As Iowa caucus nears, candidates ramp up God-talk

Democratic presidential hopefuls ramped up the God-talk while criss-crossing Iowa over the weekend, invoking the Bible and meeting with religious leaders while their Republican opponent President Trump worked to bolster support among evangelical Christians.

(RNS) — Democratic presidential hopefuls ramped up the God-talk while criss-crossing Iowa over the weekend, invoking the Bible and meeting with religious leaders while their Republican opponent President Trump worked to bolster support among evangelical Christians.

The faith-fueled weekend kicked off with remarks from Trump in a Florida church on Friday evening, where he launched a new “Evangelicals for Trump” campaign initiative to assist his re-election bid. Speaking to a group of evangelicals, the president took a shot at his Democratic opponents, accusing them of being anti-religious.

“As we speak, every Democrat candidate is trying to punish religious believers, and silence our churches and our pastors,” Trump said. “Our opponents want to shut out God from the public square so they can impose their extreme anti-religious and socialist agenda on America.”

Trump singled out South Bend, Indiana, Mayor Pete Buttigieg, mocking the Democrat’s faith.

“All of a sudden he has become extremely religious,” Trump told the crowd, referring to Buttigieg. “This happened about two weeks ago.”

Faith leaders pray with President Donald Trump during a rally for evangelical supporters at the King Jesus International Ministry Church, Friday, Jan. 3, 2020, in Miami. (AP Photo/Lynne Sladky)

But Buttigieg, an Episcopalian who has spoken of his faith often during his campaign, fired back — first on Friday evening by tweeting “God does not belong to a political party” and then by directly addressing the president’s remarks on Saturday.

“I’m not sure why the president’s taken an interest in my faith journey, but I certainly would be happy to discuss it with him — I just don’t know where that’s coming from,” Buttigieg told reporters. “Certainly, it has been a complex journey for me, as it is for a lot of people, but I’m pretty sure I’ve been a believer longer than he’s been a Republican.”

It turned out to be the beginning of a spiritually infused few days for a slate of presidential candidates who have shown an unusual affinity for religious rhetoric, with some even tying their faith to their policy proposals.

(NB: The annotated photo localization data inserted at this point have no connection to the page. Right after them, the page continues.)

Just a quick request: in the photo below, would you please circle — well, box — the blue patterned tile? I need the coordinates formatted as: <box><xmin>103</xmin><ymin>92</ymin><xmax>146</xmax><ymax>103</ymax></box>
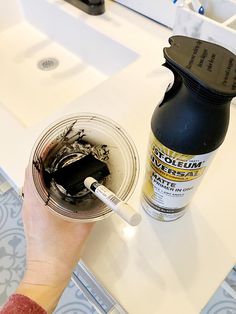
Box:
<box><xmin>0</xmin><ymin>175</ymin><xmax>25</xmax><ymax>305</ymax></box>
<box><xmin>201</xmin><ymin>268</ymin><xmax>236</xmax><ymax>313</ymax></box>
<box><xmin>54</xmin><ymin>281</ymin><xmax>97</xmax><ymax>314</ymax></box>
<box><xmin>201</xmin><ymin>285</ymin><xmax>236</xmax><ymax>314</ymax></box>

Massachusetts Sen. Elizabeth Warren got biblical while discussing economics and usury laws, arguing that banks in the 1980s chipped away at ancient economic systems designed to protect average people from exploitation.

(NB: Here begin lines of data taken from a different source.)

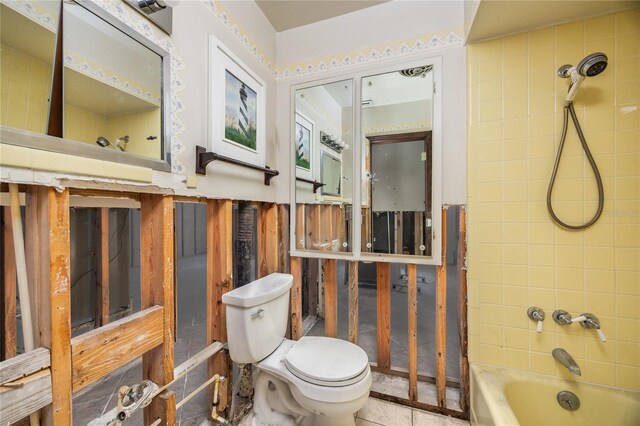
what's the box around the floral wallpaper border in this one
[3,0,58,32]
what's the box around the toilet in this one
[222,273,372,426]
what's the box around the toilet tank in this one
[222,273,293,363]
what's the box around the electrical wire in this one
[546,101,604,230]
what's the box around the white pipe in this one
[8,184,34,352]
[9,184,39,426]
[176,374,220,410]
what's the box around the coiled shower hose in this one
[546,101,604,230]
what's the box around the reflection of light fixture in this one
[138,0,166,14]
[320,131,347,153]
[399,65,433,78]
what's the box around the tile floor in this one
[236,397,469,426]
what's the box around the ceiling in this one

“Bankruptcy is provided (for) in the Bible: Every seven years debts are forgiven — and the notion of a ‘jubilee,’” she said, noting usury laws are also in the Quran.

Warren referenced faith again a short time later during an exchange with a voter at a campaign town hall event in Dubuque, Iowa. A man who identified as an evangelical Christian asked why he should “give up” his religious opposition to same-sex marriage and abortion to support someone like Warren, arguing that Democratic candidates don’t respect his views.

Warren responded by noting that she was raised Methodist and once taught Sunday school and insisted that every person should be treated with respect, be they “black or white, straight or gay or trans … old or young.”

The senator then singled out the man’s reference to abortion.

“A woman who’s in the position of trying to decide what she’s going to do about a pregnancy — that she may not have planned for, may not have hoped for, may have been forced upon her — is a woman who should be able to call on anyone for help,” Warren said. “She should be able to call on her partner. She should be able to call on her mom. She should be able to call on her priest or rabbi, or her pastor. But the one entity that should not be in the center of that very hard decision is the federal government.”

After the crowd responded with a standing ovation, Warren added: “I’ll be respectful of you, and I believe you when you say you’re respectful of me. We may have a difference about the view about the federal government on this issue, but boy I sure would like to think about the parts we come together on — on the importance of investing in every single baby in this country.”

Not to be outdone, former Vice President Joe Biden, a Catholic, visited Corinthian Baptist Church in Des Moines on Sunday. Parishioners at the historically African American church prayed over him.

“(I pray) in the name of Jesus … every day that (Biden) gets up, oh Lord, that you direct his path, that you direct his steps,” a woman said, while others laid hands on Biden. “There are so many things coming against him. You said the blood of Jesus will protect him as he goes throughout this United States in the name of Jesus. Oh father God, put a hedge of protection around him, let no harm or danger come near him or his family.”

Signs suggest the God-talk is unlikely to let up as candidates enter the final stretch before the Iowa caucus on Feb. 3. At least five presidential hopefuls — New Jersey Sen. Cory Booker, former congressman John Delaney, spiritual author Marianne Williamson, independent Candidate Mark Charles and Republican candidate Bill Weld — are slated to speak at the Vote Common Good forum hosted in Des Moines Jan. 9-11, which is facilitated by a group of religious progressives.

Organizers said Biden, Minnesota Sen. Amy Klobuchar and Vermont Sen. Bernie Sanders have yet to respond.